Acc. to the linked answer, the resulting value for the target qubit b may be the vector built from the upper two values, i.e.

$$ \text{res}_\text{target} = \begin{pmatrix} x\alpha \\ x\beta \end{pmatrix} $$

Does the control qubit also get affected in that case? e.g.
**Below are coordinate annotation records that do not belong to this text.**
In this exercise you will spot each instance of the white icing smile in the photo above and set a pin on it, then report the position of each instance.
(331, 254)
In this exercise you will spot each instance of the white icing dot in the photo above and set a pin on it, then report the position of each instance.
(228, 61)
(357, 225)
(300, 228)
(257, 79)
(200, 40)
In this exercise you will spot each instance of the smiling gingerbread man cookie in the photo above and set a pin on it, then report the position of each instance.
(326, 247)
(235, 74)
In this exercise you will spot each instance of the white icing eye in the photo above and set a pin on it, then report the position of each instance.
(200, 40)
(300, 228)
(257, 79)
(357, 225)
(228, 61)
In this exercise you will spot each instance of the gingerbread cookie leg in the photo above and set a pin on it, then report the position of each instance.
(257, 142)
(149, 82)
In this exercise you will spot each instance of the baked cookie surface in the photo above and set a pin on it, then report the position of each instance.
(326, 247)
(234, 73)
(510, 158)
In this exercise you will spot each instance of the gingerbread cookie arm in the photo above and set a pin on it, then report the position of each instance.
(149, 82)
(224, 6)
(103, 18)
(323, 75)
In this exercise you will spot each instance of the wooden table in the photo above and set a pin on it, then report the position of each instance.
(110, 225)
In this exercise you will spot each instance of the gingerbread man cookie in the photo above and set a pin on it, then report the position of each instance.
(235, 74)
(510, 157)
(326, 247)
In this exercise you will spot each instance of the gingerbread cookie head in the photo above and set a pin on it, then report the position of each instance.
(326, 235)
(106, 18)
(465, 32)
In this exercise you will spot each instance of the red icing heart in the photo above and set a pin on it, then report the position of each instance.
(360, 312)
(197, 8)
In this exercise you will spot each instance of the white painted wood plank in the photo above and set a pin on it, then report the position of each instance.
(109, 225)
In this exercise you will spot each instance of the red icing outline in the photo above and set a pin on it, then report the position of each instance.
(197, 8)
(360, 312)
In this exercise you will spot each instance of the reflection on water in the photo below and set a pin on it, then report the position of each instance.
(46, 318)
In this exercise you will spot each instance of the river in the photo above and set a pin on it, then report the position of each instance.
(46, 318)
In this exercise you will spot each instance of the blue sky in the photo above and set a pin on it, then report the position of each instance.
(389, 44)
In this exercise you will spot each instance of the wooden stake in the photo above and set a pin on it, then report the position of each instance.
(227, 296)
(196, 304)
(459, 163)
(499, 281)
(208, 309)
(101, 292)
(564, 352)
$$ \text{res}_\text{ctrl} = \begin{pmatrix} y\beta \\ y\alpha \end{pmatrix} $$

Clearly building the tensor product of those two results wouldn't result in the

Answer 1

You seem to be confusing tensor product and direct sum. Direct sum is the stacking of top two over bottom two, but tensor product is as you wrote with quadratic combinations of the coefficients. This is because of the unfortunate situation that $2*2=2+2$.

So you are correct in getting

$$ \begin{pmatrix} x\alpha\\ x\beta\\ y\beta\\ y\alpha \end{pmatrix} $$

for the composite system. But you can't just take top two and bottom two entries to get results for target and control. That would be the direct sum decomposition not the tensor product decomposition.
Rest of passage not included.